Mieux, la solution de repli pour ces ménages aisés est déjà toute trouvée grâce à la loi « relative à la croissance et la transformation des entreprises », dite loi Pacte, votée au printemps dernier. Qualifiée de « bon plan retraite » par la très influente société de gestion d'actifs BlackRock, Pacte fait la part belle à l'épargne retraite individuelle, qui englobe des produits d'épargne par capitalisation où le ménage, via sa banque ou son assureur, économise pendant toute sa vie active pour obtenir un capital ou une rente à sa retraite. Objectif affiché par le gouvernement : accroître les encours de l'épargne-retraite individuelle de 230 à 300 milliards d'euros d'ici à 2022. Pour ce faire, il met sur la table plus d'un milliard d'euros d'allégements fiscaux, en rendant notamment déductibles, dans la limite de 10% du revenu net imposable, les versements effectués sur le nouveau « Plan épargne retraite » créé par la loi Pacte.
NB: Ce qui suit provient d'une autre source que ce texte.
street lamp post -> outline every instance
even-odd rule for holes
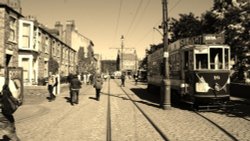
[[[162,79],[162,90],[161,90],[161,106],[164,110],[171,109],[171,90],[170,90],[170,79],[169,79],[169,52],[168,52],[168,8],[167,0],[162,0],[162,13],[163,13],[163,44],[164,44],[164,74]]]

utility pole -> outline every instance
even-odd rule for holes
[[[135,48],[124,48],[124,36],[122,35],[121,36],[121,47],[120,48],[109,48],[109,49],[118,49],[120,50],[121,49],[121,60],[120,60],[120,70],[123,71],[124,69],[124,66],[123,66],[123,63],[124,63],[124,50],[125,49],[133,49],[135,50]]]
[[[121,36],[121,71],[123,71],[123,48],[124,48],[124,36]]]
[[[163,44],[164,44],[164,74],[162,79],[161,90],[161,106],[164,110],[171,109],[171,88],[169,79],[169,52],[168,52],[168,3],[167,0],[162,0],[162,27],[163,27]]]

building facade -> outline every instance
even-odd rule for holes
[[[25,85],[37,85],[49,72],[62,77],[78,72],[78,51],[94,58],[93,42],[68,21],[66,29],[57,22],[54,29],[34,17],[21,14],[20,0],[0,0],[0,67],[22,67]],[[84,52],[83,52],[84,53]]]
[[[22,17],[18,0],[0,0],[0,66],[18,66],[18,19]]]
[[[75,73],[76,51],[36,20],[19,20],[19,41],[18,66],[23,67],[26,85],[38,84],[49,72],[61,76]]]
Des pensions de plus en plus petites pour les générations futures

Du reste, il n'est pas impossible que les produits par capitalisation s'imposent naturellement comme un recours à la dégradation des sources de revenu des retraités. D'abord parce que le régime général des retraites sera de moins en moins généreux, à en croire les prévisions du Conseil d'orientation des retraites (Cor) : pour un salarié non-cadre du privé né en 2000, la pension moyenne perçue sur l'ensemble de la durée de retraite ne représentera plus qu'entre 54 % et 63 % du salaire moyen de l'ensemble de la carrière, contre près de 75 % pour celui né en 1940. La faute, comme  l'explique l'économiste de Xerfi Alexandre Mirlicourtois, aux effets négatifs des réformes des retraites successives depuis 1993 qui n'ont fait que réduire le niveau des pensions.

Ensuite, l'immobilier, qui phagocyte 70 % de l'épargne des Français, pourrait être de moins en moins accessible.« Les retraités de demain devraient être moins chanceux que leurs aînés parce que la constitution d'un patrimoine immobilier est rendue plus complexe par la flambée des prix de la pierre »,  estime l'économiste. Enfin, « les carrières sont moins linéaires avec la montée du chômage », obérant d'autant le niveau des cotisations. Dès lors, « ce sont donc bien les différentes sources de revenus des retraités et futurs retraités qui vont être sous pression », résume-t-il. D'ailleurs selon les différents scénarios économiques envisagés, le niveau de vie des retraités « s'établirait entre 82 et 89 % de celui de la population en 2060 ». Alors qu'il était 106 % en 2016... Bref, si l'Etat ne revient pas à un système des retraites plus généreux, les actifs vont devoir envisager d'autres moyens pour assurer leurs vieux jours.